Por ejemplo, algunos activos nacionales son propiedad de extranjeros, y la riqueza de algunos hogares se mantiene en el exterior. Pero para los grandes países desarrollados el efecto neto de esto es pequeño porque los dos factores se equilibran. El valor de los activos en el extranjero de los residentes del Reino Unido y Francia es casi el mismo que el valor de los activos domésticos de extranjeros. Alemania es dueña de más de lo que debe, pero en Estados Unidos es al revés.
Además, no tratamos los activos del gobierno como parte de nuestra riqueza personal, incluso si le damos valor a la red de caminos y la galería nacional (y ciertamente deberíamos hacerlo). Si, directa o indirectamente, poseemos deuda del gobierno, lo tratamos como un activo, pese a que los futuros contribuyentes que tendrán que pagarlo lo reporten como un pasivo.

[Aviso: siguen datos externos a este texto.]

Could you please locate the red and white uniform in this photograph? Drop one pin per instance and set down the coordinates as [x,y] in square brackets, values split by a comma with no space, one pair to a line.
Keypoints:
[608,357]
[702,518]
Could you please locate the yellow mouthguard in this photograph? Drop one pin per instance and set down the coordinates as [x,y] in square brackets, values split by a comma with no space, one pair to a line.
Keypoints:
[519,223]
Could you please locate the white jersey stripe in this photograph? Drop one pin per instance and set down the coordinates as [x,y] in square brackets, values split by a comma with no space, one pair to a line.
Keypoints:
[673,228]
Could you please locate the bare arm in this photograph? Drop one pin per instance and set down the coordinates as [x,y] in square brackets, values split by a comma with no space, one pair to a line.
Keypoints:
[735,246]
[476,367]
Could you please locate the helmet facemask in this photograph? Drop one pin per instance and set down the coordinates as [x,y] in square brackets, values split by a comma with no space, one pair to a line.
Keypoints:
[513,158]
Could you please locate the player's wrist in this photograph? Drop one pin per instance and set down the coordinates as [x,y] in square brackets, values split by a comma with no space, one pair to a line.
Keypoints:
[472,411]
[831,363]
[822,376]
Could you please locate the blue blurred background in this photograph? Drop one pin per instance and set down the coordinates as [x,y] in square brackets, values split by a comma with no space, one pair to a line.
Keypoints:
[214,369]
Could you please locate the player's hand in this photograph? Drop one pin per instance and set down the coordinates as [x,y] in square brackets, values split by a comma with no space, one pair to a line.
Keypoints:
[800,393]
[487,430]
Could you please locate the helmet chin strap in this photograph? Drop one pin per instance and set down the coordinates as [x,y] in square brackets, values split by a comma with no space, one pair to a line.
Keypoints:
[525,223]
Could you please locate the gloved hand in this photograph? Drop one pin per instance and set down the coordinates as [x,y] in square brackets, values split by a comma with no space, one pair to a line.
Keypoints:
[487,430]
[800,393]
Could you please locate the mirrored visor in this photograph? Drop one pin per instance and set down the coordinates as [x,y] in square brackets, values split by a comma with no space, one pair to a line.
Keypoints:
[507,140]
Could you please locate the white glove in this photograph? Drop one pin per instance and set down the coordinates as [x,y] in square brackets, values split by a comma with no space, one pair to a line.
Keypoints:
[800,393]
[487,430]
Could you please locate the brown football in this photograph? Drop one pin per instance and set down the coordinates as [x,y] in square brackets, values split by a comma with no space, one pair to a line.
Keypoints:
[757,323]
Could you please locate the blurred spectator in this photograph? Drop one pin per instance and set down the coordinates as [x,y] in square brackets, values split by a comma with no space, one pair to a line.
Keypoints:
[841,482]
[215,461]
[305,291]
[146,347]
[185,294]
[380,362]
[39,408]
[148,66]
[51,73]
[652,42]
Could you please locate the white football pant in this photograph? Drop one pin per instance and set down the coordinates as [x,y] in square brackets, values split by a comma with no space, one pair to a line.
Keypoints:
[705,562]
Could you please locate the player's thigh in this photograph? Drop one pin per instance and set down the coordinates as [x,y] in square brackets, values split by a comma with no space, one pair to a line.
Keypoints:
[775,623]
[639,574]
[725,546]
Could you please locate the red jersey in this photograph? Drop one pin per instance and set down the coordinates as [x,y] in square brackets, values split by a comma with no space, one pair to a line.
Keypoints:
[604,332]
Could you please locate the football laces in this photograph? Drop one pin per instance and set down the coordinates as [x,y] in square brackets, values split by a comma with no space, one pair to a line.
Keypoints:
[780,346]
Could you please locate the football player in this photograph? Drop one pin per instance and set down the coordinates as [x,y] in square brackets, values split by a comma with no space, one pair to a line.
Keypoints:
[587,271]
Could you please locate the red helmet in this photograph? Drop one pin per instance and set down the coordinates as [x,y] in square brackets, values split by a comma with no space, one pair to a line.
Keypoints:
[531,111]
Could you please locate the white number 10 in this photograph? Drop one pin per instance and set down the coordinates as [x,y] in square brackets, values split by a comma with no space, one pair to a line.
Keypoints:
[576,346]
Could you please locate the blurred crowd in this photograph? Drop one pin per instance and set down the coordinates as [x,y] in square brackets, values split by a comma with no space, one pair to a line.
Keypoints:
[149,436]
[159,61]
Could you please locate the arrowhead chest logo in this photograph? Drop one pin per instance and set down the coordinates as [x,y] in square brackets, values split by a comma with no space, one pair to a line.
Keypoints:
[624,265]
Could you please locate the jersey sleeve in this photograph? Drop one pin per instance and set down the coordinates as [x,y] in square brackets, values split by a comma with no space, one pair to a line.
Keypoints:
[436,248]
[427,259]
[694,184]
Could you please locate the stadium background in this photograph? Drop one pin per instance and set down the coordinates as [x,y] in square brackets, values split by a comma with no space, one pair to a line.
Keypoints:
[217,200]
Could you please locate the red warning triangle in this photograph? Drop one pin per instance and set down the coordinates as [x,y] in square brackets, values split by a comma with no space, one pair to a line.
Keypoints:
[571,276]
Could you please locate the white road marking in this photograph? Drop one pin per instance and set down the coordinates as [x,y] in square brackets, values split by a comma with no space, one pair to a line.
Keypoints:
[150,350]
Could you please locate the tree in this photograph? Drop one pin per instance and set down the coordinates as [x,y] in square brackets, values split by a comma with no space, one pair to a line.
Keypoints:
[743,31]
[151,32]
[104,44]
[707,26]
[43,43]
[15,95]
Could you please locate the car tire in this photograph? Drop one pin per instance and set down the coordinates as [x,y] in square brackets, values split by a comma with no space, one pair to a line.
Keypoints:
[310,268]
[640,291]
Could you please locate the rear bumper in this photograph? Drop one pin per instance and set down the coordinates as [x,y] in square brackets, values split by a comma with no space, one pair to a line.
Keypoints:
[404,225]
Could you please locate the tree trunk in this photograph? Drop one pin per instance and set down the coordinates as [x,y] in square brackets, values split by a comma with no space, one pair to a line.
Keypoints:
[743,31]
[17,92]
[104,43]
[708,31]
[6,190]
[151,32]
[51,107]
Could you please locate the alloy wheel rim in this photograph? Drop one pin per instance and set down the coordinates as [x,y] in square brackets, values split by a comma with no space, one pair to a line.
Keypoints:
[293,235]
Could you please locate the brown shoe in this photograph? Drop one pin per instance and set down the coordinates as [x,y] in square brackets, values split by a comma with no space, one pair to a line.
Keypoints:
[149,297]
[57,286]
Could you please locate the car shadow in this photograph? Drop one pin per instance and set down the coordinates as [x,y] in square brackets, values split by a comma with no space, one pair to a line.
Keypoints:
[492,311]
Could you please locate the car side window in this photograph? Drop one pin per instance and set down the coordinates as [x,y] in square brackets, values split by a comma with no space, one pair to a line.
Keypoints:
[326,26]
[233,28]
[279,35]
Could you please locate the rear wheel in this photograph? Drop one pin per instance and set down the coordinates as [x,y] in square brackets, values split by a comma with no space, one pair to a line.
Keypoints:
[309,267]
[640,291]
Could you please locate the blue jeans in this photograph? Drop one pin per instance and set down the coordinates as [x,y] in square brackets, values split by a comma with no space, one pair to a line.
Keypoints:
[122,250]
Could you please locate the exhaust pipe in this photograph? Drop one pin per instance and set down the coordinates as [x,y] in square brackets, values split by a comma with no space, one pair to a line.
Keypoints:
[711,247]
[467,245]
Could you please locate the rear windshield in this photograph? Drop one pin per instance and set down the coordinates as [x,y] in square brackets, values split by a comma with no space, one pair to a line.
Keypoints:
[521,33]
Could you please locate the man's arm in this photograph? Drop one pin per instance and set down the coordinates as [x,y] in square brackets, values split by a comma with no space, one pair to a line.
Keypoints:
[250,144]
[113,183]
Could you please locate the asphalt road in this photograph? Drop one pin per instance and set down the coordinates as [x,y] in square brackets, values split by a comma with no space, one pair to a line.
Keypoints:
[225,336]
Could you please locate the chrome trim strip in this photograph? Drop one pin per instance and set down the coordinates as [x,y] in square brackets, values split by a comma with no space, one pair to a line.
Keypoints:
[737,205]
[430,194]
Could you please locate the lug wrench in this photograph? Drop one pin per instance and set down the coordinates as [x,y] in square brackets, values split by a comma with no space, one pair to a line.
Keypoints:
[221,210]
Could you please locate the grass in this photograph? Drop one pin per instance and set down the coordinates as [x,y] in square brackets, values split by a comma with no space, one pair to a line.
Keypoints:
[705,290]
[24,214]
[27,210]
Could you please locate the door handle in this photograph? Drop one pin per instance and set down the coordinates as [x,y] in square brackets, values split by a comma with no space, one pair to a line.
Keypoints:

Finalmente, parte de lo que consideramos riqueza de los hogares es una expectativa de ganancias futuras. Apple tiene una capitalización de mercado de más de US$ 500 mil millones, pero la empresa posee activos físicos que valen sólo US$ 15 mil millones (y US$ 150 mil millones de efectivo). Gran parte de su valor es una anticipación de las ganancias futuras. De forma similar, los derechos de pensiones son un componente importante de la riqueza de los hogares que podrían –o quizás no– estar respaldados por inversiones.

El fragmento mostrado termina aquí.